Phil Casseus, a 33-year-old producer and high-school sports coach, was walking down West 97th Street on a recent flawless Monday afternoon when he was hit by a sudden, overwhelming wave of nostalgia. Maybe it was caused by that sterile Duane Reade where the endearingly ragamuffin clothing store Fo Wad used to be. Maybe it was the sight of contented toddlers playing at the Happy Warrior playground, formerly known as the Goat, where Mr. Casseus used to watch the Rock Steady Crew break-dancing back when he was growing up in the middle-class housing development Park West Village. This was in the bad old days of New York—the late 1970’s and early 1980’s.
“I think a lot of the people that are moving into the city don’t have a full understanding of what is being paved over or forgotten about,” Mr. Casseus said. “It’s a hard thing to swallow sometimes.”
A lot has changed from a quarter-century ago or so, when our fair city was best known for graffiti-decorated subways, blasting boom boxes and the faint smell of urine rising from the summer pavement. There were no Tinsley Mortimers, no hedge-fund gods. No $1,000 pizzas or latte factories, no $50 million mansions or elliptical trainers at Equinox. Indeed, in 1975, the city’s government declared bankruptcy. “Ford to City: Drop Dead” blasted the Daily News, after the President refused to bail us out, and, two years later, it seemed like a serial murderer named Son of Sam was determined to deliver the sentence.
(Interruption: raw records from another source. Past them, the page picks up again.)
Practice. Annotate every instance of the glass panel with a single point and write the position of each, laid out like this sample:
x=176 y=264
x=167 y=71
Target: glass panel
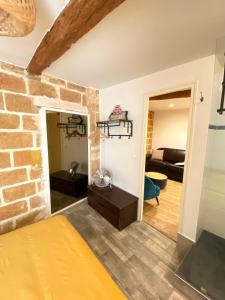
x=214 y=177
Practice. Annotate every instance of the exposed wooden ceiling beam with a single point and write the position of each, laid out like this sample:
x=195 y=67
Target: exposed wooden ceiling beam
x=173 y=95
x=77 y=18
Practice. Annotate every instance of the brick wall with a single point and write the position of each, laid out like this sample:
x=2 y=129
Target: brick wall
x=22 y=189
x=150 y=132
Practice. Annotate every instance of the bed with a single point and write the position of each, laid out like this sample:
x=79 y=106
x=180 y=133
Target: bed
x=49 y=260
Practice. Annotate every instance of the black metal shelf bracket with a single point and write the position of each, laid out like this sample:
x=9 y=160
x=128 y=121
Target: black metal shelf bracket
x=106 y=125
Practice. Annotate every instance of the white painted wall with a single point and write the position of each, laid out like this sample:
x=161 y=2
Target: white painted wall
x=170 y=128
x=74 y=149
x=123 y=157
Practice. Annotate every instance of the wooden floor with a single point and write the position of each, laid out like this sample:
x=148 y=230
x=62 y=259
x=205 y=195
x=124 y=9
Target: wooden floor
x=60 y=201
x=165 y=217
x=140 y=259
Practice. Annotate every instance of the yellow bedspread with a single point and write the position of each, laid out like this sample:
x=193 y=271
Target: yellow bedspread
x=50 y=260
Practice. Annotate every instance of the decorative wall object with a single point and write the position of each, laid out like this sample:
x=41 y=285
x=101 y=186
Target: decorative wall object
x=17 y=17
x=118 y=119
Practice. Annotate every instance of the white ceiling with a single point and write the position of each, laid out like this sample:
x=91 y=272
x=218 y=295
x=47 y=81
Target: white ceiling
x=170 y=104
x=19 y=51
x=137 y=38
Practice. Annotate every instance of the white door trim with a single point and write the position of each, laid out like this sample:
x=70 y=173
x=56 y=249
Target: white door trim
x=192 y=111
x=44 y=148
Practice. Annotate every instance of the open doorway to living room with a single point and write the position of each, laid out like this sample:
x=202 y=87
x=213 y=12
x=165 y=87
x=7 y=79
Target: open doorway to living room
x=167 y=132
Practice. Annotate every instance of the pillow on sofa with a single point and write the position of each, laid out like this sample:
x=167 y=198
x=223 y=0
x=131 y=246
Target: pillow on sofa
x=157 y=154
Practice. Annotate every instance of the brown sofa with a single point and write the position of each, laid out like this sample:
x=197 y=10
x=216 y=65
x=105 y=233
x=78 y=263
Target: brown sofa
x=168 y=165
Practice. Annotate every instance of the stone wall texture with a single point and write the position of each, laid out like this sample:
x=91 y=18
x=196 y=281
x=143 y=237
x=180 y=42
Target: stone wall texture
x=149 y=132
x=22 y=189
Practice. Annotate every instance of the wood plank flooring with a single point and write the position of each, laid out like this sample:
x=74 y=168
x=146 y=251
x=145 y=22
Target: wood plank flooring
x=165 y=217
x=140 y=259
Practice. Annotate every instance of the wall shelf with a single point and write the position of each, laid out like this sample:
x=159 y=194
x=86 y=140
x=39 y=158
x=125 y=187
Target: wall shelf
x=106 y=125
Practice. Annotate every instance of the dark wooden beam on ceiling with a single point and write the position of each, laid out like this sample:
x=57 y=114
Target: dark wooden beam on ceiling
x=77 y=18
x=173 y=95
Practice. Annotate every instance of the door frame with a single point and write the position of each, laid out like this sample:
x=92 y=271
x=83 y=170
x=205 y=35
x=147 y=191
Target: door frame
x=44 y=150
x=190 y=135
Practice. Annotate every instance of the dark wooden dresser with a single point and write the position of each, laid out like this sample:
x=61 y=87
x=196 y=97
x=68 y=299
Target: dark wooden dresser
x=75 y=186
x=116 y=205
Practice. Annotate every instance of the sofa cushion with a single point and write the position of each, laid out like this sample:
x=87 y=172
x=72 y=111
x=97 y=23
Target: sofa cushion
x=157 y=154
x=173 y=155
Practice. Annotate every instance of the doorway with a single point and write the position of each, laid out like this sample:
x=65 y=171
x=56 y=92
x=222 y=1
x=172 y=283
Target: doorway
x=66 y=157
x=168 y=130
The rest of the country thought we were goners, collapsed in a sputter of crime, crack and fiscal disaster. There were landlords burning down their buildings—you couldn’t give ‘em away! Hookers hanging out on 83rd and Broadway—right near Zabar’s!
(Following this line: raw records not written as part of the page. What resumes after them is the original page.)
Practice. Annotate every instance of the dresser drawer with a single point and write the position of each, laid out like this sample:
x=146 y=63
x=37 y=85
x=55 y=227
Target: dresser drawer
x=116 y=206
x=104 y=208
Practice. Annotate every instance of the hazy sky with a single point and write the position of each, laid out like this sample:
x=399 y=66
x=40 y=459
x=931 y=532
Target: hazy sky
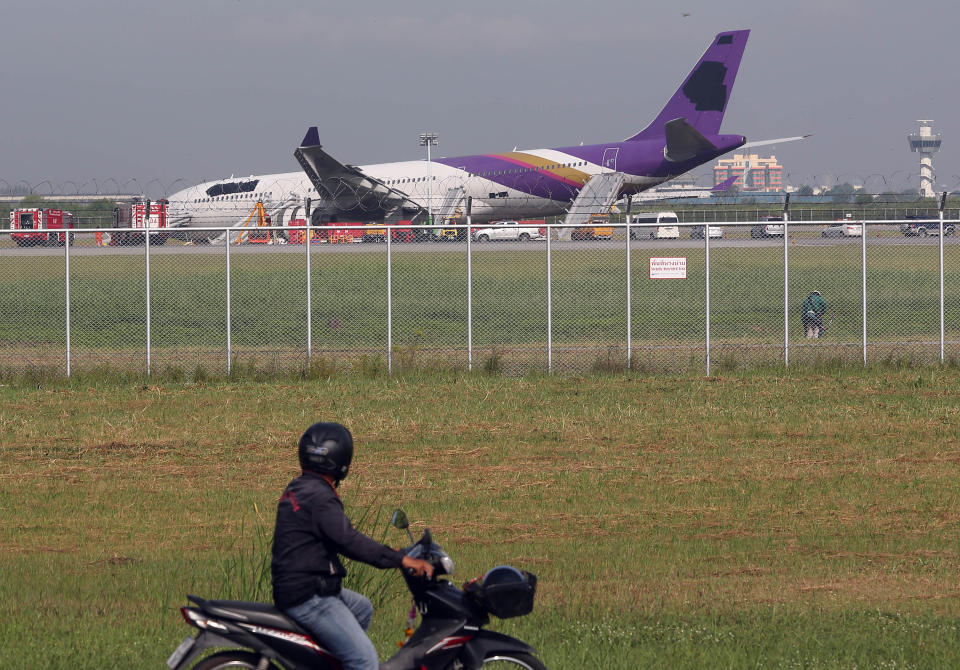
x=204 y=89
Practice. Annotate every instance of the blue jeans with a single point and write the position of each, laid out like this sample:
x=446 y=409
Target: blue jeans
x=339 y=623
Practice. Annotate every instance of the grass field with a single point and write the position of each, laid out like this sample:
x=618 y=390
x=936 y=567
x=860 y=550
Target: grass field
x=429 y=311
x=766 y=519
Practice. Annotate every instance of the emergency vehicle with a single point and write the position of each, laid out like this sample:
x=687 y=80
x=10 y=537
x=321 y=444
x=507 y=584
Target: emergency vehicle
x=36 y=225
x=139 y=214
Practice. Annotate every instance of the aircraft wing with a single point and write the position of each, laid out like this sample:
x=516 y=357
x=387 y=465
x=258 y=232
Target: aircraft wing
x=762 y=143
x=346 y=187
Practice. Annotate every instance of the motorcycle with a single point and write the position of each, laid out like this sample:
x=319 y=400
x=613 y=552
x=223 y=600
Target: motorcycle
x=451 y=634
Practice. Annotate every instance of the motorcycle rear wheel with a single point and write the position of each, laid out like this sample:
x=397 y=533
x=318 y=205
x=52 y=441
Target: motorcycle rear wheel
x=511 y=661
x=226 y=660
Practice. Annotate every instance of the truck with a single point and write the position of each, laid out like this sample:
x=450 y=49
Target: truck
x=597 y=227
x=139 y=214
x=921 y=226
x=521 y=231
x=36 y=225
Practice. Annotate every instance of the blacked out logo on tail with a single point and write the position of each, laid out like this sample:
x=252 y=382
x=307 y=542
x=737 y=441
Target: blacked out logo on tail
x=705 y=87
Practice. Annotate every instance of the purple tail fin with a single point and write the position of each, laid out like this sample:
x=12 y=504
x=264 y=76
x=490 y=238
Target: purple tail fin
x=703 y=96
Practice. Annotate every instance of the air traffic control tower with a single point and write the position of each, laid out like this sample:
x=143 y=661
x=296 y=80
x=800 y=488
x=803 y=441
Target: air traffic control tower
x=926 y=144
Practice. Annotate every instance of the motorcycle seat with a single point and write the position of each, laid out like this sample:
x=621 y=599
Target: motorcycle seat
x=263 y=614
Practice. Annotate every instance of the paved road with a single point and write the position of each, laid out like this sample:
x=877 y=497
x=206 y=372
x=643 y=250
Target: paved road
x=173 y=248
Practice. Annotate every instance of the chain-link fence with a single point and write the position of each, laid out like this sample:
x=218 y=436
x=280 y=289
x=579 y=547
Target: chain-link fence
x=691 y=298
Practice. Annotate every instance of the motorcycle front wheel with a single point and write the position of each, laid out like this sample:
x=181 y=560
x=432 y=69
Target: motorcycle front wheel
x=512 y=661
x=227 y=660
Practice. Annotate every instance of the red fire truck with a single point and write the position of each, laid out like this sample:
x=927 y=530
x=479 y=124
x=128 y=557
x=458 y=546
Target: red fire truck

But you know what? We liked it.
The dog shit was piled so high in the streets you needed a mountain ax just to traverse the sidewalk—but we liked it. The buildings were so blackened by grime you could barely see them in the dark—but we liked it. The subways were so dangerous you felt you were descending into Hell—and we liked it, we loved it, hallelujah!
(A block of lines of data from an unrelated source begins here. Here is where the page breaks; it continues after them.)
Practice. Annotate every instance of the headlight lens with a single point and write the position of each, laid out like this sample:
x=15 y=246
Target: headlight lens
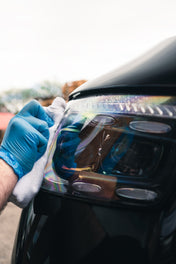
x=115 y=149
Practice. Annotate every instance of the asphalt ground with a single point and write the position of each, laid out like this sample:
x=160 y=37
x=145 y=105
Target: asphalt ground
x=9 y=219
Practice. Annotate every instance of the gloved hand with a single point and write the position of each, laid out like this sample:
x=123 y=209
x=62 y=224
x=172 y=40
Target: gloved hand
x=28 y=186
x=26 y=138
x=67 y=143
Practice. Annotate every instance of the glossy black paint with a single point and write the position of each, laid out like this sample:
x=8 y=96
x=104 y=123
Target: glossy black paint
x=57 y=229
x=152 y=73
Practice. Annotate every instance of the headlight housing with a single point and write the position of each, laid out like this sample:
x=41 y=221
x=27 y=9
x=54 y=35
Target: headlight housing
x=115 y=149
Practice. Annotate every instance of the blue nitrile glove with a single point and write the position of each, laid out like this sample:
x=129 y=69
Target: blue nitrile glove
x=67 y=143
x=26 y=138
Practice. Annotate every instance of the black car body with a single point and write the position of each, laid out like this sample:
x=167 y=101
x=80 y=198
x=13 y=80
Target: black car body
x=120 y=209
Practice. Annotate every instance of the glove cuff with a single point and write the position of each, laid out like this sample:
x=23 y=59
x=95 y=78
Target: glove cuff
x=9 y=159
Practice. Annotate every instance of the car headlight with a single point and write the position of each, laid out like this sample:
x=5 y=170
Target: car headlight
x=116 y=149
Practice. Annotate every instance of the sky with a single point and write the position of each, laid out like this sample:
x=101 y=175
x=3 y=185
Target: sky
x=67 y=40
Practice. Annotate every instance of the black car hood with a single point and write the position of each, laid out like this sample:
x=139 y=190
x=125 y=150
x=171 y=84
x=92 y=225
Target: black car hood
x=152 y=73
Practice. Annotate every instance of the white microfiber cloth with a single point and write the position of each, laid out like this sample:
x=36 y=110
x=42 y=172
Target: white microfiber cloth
x=28 y=186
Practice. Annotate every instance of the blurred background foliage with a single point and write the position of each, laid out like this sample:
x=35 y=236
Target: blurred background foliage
x=13 y=100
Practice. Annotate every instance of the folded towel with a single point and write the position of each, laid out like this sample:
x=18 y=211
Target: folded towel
x=28 y=186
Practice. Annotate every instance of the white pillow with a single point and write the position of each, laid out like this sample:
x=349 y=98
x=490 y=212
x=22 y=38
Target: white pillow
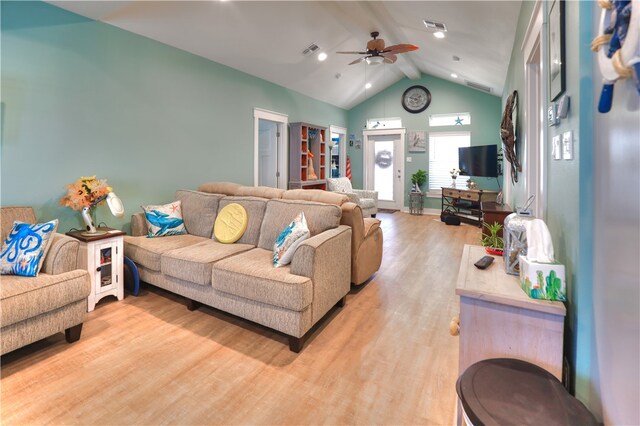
x=289 y=240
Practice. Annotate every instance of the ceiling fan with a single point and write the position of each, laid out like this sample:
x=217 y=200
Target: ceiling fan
x=377 y=53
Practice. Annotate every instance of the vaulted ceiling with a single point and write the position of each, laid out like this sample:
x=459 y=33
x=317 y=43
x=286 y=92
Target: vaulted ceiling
x=266 y=39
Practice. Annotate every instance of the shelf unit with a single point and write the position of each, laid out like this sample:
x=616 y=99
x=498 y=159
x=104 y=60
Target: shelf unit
x=465 y=204
x=305 y=138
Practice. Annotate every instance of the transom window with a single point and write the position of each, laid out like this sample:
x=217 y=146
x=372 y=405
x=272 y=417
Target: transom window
x=384 y=123
x=443 y=157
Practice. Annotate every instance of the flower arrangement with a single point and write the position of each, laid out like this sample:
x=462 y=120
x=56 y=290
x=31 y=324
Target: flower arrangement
x=84 y=192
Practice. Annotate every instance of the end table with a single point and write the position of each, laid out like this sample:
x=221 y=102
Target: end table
x=102 y=255
x=416 y=201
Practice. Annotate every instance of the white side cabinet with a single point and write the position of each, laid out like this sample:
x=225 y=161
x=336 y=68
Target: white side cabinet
x=102 y=255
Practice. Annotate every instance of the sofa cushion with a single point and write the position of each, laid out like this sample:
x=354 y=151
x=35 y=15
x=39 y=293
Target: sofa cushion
x=255 y=208
x=147 y=251
x=24 y=298
x=260 y=191
x=316 y=195
x=193 y=263
x=250 y=275
x=280 y=213
x=26 y=246
x=165 y=220
x=225 y=188
x=199 y=211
For a certain generation of New Yorker—a generation that came of age at the city’s economic nadir, but also in the glory days of Bella Abzug, checker cabs and CBGB—this city of yore seems as perversely lovable as some long-lost episode of The Magic Garden.
“It seems kind of weird to say that one would be nostalgic for times when you were scared to get mugged going out at night and riding the subways was taking your life on your hands,” said Dalton Conley, 37, an Alphabet City kid turned New York University sociology professor, who memorialized his childhood in the book Honky. “Yet I think there is something that’s lost.
“The old New York is kind of like an old spouse that you just complained about the whole time,” he said, “but then, when it’s gone, you realize you loved him or her.”